1. China’s pollution
While China sadly couldn’t claim the Great Wall as a monument that can be seen from space, they did get on the list – just not how they’d hoped.
The photo above was taken on December 4, 2016. The smog was so dense that it actually grounded flights, and Beijing was put on orange alert as a heavy blanket of smog (seen in gray) covered vast swaths of the country for several days.
An orange alert means the air has a PM2.5 measurement upwards of 150 micrograms per cubic meter of air. The World Health Organization considers levels below 25 to be safe for humans.
China’s pollution problems have long been the subject of news stories, but the government has recently made serious cleanup efforts that appear to be yielding results, though sometimes they’ve been somewhat overzealous. They’ve also made significant investments in clean energy, so here’s hoping for clear skies over Beijing in the future!
2. The Great Pyramids
The last surviving members of the original “Seven Wonders of the Ancient World,” the Great Pyramids of Giza have withstood desert winds, looters, and wars for several millennia.
While there are plenty of conspiracy theories out there about how the pyramids are the work of aliens, they do have one very real connection to space – we can see them from out there!
Astronaut Terry Virts took this photo on his last day aboard the International Space Station. On days with good visibility, the pyramids are actually quite visible, especially when the sun hits them just right to create perfect shadows.
3. Roads in the desert
This one sounds kind of odd – you can’t see the Great Wall of China from space… but you can spot a two-lane highway?
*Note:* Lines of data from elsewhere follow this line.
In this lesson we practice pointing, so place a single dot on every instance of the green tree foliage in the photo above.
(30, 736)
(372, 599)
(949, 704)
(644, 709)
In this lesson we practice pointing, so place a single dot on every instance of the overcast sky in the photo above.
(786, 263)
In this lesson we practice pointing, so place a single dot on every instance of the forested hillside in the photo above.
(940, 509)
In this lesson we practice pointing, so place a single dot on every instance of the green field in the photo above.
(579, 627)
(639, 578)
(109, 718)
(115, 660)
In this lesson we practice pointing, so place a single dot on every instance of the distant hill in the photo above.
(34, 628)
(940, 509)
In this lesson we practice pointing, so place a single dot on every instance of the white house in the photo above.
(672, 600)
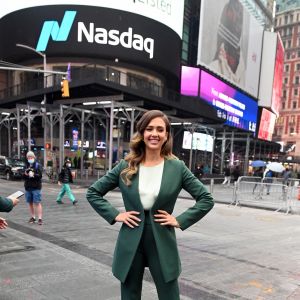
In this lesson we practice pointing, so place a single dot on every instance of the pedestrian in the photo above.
(150, 179)
(6, 205)
(227, 176)
(33, 186)
(258, 173)
(236, 174)
(65, 178)
(198, 171)
(286, 175)
(268, 179)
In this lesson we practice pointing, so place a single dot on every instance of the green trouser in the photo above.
(65, 189)
(147, 255)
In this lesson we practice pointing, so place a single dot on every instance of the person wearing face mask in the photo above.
(65, 178)
(33, 186)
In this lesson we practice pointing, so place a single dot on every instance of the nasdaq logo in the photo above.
(52, 29)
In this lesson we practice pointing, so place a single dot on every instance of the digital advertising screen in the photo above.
(278, 72)
(266, 125)
(201, 141)
(238, 109)
(230, 43)
(168, 12)
(189, 81)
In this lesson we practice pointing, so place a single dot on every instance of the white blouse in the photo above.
(149, 184)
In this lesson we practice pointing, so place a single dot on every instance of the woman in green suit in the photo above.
(150, 179)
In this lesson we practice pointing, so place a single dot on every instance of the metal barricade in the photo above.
(262, 193)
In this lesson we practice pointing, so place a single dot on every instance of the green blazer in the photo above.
(175, 177)
(6, 205)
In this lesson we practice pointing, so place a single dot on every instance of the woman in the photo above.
(6, 205)
(150, 179)
(65, 178)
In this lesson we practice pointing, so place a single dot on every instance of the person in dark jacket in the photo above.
(33, 186)
(64, 179)
(6, 205)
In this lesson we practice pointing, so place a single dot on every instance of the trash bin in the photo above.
(74, 174)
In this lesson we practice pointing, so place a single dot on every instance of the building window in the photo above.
(284, 94)
(280, 121)
(287, 68)
(292, 120)
(285, 20)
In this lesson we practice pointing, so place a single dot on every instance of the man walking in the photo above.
(33, 186)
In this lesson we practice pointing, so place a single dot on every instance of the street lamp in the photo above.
(45, 99)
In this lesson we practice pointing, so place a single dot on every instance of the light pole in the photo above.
(45, 99)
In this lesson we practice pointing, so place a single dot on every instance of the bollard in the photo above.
(211, 187)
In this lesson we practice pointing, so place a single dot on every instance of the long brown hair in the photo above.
(137, 145)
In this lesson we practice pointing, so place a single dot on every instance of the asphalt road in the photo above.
(233, 253)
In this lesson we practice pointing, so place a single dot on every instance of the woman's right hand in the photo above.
(3, 223)
(129, 218)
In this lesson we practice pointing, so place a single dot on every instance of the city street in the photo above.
(233, 253)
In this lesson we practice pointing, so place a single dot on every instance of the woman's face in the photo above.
(155, 134)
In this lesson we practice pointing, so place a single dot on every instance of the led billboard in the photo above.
(278, 72)
(190, 81)
(270, 88)
(238, 109)
(266, 125)
(201, 141)
(168, 12)
(230, 43)
(91, 32)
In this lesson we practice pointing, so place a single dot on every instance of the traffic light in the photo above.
(65, 88)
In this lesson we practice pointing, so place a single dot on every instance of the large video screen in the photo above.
(278, 72)
(201, 141)
(230, 43)
(166, 12)
(238, 109)
(266, 125)
(189, 81)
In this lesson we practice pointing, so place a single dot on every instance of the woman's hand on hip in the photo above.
(3, 223)
(164, 218)
(129, 218)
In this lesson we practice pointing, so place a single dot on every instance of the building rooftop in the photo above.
(285, 5)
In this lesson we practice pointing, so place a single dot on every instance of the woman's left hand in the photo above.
(164, 218)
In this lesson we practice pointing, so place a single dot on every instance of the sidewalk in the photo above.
(221, 193)
(233, 253)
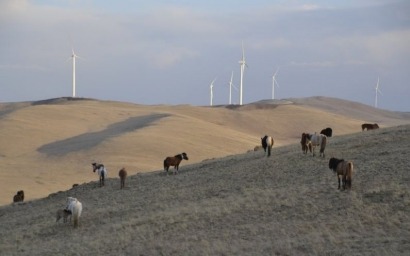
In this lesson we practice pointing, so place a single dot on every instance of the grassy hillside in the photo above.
(47, 146)
(243, 204)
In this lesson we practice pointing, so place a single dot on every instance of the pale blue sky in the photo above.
(168, 52)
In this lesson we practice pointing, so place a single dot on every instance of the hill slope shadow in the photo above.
(89, 140)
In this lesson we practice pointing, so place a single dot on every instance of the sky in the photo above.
(169, 52)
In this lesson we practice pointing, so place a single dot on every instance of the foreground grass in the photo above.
(246, 204)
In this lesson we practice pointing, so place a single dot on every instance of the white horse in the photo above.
(102, 172)
(318, 140)
(75, 207)
(267, 143)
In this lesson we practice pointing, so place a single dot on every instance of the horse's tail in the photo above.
(349, 174)
(323, 145)
(78, 208)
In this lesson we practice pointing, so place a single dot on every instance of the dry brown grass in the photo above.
(241, 204)
(49, 145)
(245, 204)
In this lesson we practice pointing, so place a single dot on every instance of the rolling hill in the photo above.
(241, 204)
(46, 146)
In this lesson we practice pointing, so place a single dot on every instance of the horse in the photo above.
(102, 172)
(123, 174)
(174, 161)
(317, 140)
(63, 213)
(19, 197)
(75, 207)
(306, 144)
(342, 168)
(369, 126)
(267, 144)
(327, 131)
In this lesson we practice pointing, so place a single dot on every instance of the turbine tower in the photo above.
(377, 91)
(230, 89)
(211, 88)
(74, 56)
(242, 63)
(273, 84)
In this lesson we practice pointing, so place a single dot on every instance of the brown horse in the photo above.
(306, 144)
(370, 126)
(342, 168)
(19, 197)
(174, 161)
(102, 172)
(123, 174)
(267, 144)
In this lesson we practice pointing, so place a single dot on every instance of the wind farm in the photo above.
(211, 92)
(377, 91)
(242, 64)
(74, 57)
(274, 82)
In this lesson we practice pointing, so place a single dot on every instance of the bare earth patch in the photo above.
(242, 204)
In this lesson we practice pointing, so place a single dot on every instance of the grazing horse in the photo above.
(342, 168)
(123, 174)
(174, 161)
(370, 126)
(306, 144)
(317, 140)
(19, 197)
(327, 131)
(75, 207)
(267, 144)
(102, 172)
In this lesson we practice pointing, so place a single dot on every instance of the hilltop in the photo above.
(242, 204)
(46, 146)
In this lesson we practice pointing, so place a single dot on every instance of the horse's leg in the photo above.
(338, 180)
(344, 182)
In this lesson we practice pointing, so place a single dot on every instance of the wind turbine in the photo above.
(74, 56)
(242, 63)
(230, 89)
(211, 88)
(377, 91)
(273, 84)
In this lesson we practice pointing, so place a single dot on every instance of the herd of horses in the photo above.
(342, 168)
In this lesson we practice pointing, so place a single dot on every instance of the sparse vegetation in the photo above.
(246, 204)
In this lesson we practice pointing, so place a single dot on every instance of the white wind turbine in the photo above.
(377, 91)
(211, 89)
(74, 56)
(230, 89)
(273, 84)
(242, 63)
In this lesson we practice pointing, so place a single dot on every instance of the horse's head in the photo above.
(94, 166)
(263, 142)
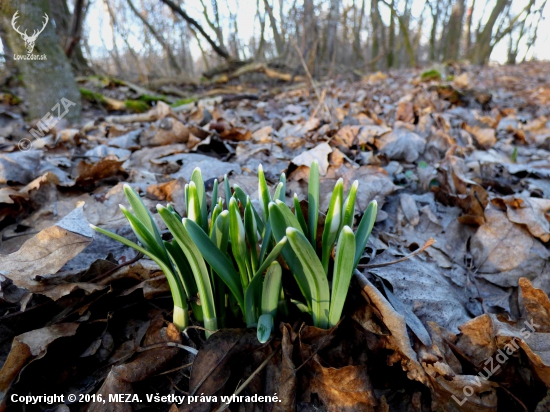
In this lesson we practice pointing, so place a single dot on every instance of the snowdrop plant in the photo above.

When it comes to roads in the desert, you absolutely can. It all goes back to the point astronaut Jeffrey Hoffman made about why we can’t see the Great Wall – contrast.
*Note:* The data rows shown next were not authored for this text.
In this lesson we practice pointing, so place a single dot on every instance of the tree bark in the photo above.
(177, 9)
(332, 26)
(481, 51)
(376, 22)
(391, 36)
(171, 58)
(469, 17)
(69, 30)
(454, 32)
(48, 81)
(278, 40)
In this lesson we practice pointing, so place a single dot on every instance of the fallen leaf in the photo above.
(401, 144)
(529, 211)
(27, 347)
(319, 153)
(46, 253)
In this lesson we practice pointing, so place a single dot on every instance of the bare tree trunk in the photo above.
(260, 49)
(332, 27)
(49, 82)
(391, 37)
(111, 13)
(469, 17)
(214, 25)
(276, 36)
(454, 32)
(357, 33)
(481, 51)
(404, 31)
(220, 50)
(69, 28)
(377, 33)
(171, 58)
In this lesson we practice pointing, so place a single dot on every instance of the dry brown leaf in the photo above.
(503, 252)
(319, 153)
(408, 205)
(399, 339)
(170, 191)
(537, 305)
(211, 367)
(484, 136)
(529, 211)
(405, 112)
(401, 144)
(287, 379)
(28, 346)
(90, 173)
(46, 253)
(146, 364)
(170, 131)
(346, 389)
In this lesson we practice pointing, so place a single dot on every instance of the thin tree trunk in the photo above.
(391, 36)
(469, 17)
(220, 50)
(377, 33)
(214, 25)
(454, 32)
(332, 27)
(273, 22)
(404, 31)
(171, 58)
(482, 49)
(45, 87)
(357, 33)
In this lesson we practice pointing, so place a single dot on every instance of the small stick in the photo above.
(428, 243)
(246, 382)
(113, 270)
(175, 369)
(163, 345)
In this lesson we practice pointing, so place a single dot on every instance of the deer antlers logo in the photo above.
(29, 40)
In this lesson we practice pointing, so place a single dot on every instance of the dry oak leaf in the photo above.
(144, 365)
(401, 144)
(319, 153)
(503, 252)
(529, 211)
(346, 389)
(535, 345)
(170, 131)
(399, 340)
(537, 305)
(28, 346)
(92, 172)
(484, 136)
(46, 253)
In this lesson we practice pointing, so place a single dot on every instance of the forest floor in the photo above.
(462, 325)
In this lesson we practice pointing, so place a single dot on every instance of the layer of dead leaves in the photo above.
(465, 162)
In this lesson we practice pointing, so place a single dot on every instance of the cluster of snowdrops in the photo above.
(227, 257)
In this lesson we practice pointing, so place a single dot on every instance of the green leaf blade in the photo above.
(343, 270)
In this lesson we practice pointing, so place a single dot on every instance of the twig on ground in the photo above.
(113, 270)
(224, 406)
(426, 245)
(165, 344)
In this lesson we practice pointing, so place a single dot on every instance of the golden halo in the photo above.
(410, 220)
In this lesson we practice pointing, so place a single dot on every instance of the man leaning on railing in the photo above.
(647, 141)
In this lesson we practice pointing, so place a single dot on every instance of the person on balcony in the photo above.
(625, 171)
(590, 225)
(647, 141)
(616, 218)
While the wall is too similar to its surroundings and also matches the winding, mountainous topography, desert roads tend to be long, straight lines that stick out like a sore thumb from the desolation all around them.
4. Greenhouses of Almería
In Spain’s southern region of Andalusia is a manmade structure (or rather, series of structures) that is one of the most distinct areas of the planet when seen from space.
The area of Almería was historically so dry and arid that it was once a popular location for filming spaghetti Westerns. Over the last 30-40 years, however, hydroponic farming techniques have transformed the region into Europe’s largest greenhouse, providing enormous, year-round harvests of a wide variety of produce.
Thousands of plastic/tin-covered greenhouses cover the landscape, reflecting enough light back to space to be clearly visible from orbit. Interestingly, the greenhouses reflect so much light that they’re actually cooling the local region, even as the rest of Spain gets hotter!
5. Dubai’s artificial islands
Why is it that every time you hear about something crazy and creative being done, it’s often in Dubai? Maybe they’re bold visionaries, or maybe all that oil money just allows them to explore their playful side more than most. Either way, if anyone’s going to build something to be seen from space in this day and age, it’s definitely the people of Dubai.
While that wasn’t the explicit goal, that’s exactly what they’ve done with the Palm Islands, a series of manmade islands off the coast of Dubai created by dredging sand from the Persian Gulf.
The unique thing about the Palm Islands is how little concrete or steel was used in their construction. The islands are almost entirely sand, leading to some concerns about long-term erosion.
6. Cities at night
Of all the things man has made that can be seen from outer space, there are probably few things quite as striking and beautiful as the sight of our major cities at night.
When the sun goes down, the bright lights of big cities are clearly visible from space, creating patches of brilliant, luminous yellow on an otherwise dark planet.